A rush of air bubbles didn’t obscure the view for more than a second. Emily automatically adjusted the lights and zoomed the camera to maximum magnification.

Framed by the rectangular box, a cone-shaped object lay in a cradle. It was about five feet long and two feet wide at the base. The wide end was flat, and narrowed to an almost needle-like point. It was dull green or black and its polished surface was marked by a few patches of white lettering near the base. They were looking at a full- up nuclear warhead, almost certainly a reentry vehicle for a ballistic missile.

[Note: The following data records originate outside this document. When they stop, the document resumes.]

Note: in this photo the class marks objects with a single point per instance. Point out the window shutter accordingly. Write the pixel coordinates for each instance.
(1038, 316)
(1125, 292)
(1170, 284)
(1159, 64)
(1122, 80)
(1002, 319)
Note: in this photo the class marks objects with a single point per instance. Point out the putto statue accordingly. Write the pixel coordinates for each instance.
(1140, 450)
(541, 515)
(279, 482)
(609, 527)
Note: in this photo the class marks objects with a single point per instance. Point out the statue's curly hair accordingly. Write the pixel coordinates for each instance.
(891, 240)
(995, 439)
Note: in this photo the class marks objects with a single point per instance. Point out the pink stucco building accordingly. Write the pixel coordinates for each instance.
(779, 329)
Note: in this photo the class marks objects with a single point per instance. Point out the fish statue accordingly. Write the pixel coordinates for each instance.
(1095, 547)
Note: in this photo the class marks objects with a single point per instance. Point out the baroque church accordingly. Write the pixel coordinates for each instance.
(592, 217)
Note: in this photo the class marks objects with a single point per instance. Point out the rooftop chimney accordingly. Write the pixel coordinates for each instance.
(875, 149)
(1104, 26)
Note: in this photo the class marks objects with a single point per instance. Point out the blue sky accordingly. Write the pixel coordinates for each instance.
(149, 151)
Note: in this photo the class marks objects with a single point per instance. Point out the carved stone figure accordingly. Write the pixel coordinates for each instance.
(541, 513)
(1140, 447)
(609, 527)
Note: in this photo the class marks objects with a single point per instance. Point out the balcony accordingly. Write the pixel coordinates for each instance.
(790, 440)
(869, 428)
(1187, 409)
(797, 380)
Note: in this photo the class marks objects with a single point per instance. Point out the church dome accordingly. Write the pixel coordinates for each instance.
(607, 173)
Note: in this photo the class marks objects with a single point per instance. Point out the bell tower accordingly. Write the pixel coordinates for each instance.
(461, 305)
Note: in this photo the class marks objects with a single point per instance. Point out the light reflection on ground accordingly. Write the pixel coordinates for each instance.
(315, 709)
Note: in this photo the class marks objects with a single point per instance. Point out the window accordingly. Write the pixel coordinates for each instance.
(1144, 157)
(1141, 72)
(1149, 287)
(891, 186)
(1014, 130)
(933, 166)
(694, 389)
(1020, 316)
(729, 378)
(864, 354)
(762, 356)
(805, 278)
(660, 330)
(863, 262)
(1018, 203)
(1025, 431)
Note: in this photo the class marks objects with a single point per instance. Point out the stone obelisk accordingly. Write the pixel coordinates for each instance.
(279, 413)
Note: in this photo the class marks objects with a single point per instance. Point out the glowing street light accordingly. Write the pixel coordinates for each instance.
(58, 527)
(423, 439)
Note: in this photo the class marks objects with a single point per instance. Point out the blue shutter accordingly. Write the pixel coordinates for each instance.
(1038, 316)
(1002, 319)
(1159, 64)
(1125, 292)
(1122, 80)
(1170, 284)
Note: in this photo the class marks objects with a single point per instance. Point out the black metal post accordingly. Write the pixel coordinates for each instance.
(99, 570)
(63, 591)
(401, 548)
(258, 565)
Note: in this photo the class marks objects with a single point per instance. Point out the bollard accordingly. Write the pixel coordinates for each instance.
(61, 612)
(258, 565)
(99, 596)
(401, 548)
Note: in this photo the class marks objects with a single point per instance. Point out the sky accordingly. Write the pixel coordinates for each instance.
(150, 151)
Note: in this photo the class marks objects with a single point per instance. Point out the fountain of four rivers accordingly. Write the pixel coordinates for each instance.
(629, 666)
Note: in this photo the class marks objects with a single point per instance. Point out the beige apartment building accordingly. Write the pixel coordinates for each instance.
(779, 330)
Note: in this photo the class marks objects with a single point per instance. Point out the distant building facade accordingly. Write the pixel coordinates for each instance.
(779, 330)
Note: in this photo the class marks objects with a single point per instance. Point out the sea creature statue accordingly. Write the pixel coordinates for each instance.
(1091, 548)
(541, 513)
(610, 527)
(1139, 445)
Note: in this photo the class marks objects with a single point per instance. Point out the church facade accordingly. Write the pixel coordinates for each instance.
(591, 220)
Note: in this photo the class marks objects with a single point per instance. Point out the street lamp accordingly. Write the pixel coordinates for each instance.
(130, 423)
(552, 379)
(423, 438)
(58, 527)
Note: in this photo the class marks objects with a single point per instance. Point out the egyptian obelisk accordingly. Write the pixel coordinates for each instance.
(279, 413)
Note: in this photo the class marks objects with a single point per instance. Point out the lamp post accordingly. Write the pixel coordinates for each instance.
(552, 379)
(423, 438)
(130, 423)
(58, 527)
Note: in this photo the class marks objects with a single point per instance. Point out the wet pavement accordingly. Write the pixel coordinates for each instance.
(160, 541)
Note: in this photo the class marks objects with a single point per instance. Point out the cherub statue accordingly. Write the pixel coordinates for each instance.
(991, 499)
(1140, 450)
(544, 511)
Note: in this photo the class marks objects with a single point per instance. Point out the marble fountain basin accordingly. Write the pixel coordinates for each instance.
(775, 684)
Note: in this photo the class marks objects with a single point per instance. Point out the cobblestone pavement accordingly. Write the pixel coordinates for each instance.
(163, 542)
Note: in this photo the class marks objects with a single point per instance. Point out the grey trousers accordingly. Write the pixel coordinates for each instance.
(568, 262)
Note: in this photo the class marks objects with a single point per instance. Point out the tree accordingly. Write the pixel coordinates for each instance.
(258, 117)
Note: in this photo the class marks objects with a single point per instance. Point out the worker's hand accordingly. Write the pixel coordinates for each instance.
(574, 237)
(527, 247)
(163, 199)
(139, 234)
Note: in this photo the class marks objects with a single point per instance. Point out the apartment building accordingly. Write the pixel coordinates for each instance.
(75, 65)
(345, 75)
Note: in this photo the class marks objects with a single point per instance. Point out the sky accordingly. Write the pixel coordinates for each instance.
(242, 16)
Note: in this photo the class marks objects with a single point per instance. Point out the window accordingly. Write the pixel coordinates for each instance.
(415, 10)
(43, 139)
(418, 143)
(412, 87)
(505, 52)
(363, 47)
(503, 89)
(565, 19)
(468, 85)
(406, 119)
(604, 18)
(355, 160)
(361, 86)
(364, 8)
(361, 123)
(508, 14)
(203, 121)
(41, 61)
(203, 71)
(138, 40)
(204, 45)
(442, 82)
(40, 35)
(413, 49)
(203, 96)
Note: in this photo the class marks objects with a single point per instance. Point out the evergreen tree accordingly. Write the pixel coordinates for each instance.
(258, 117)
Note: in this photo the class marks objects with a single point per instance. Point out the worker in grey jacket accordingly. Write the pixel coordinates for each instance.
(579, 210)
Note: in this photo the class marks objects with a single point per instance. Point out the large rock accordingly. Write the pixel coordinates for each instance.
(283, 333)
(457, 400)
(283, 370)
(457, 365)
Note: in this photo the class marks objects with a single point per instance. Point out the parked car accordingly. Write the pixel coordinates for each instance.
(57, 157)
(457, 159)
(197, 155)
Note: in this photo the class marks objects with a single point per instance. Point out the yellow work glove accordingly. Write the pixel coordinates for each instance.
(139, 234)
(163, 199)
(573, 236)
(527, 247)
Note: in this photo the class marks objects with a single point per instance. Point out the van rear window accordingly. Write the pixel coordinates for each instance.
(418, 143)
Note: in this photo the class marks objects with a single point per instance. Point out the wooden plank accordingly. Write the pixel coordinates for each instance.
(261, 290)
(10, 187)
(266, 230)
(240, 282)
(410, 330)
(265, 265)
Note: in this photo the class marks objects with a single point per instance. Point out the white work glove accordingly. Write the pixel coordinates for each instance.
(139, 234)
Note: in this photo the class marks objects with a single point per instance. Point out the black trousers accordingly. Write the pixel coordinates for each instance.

Chills ran laps around Jerry’s spine and the sailors in the torpedo room either blasphemed or made improbable sexual suggestions. After a few moments, the phone talker’s voice in Jerry headphones said, “Captain Hardy wants your recommendations.”

I’ll bet he does, thought Jerry. Their mission orders had just changed and the trick was to figure out what they should now be. Jerry’s instant reaction was to grab it and get it back to the boat, but then he forced himself to think, Why?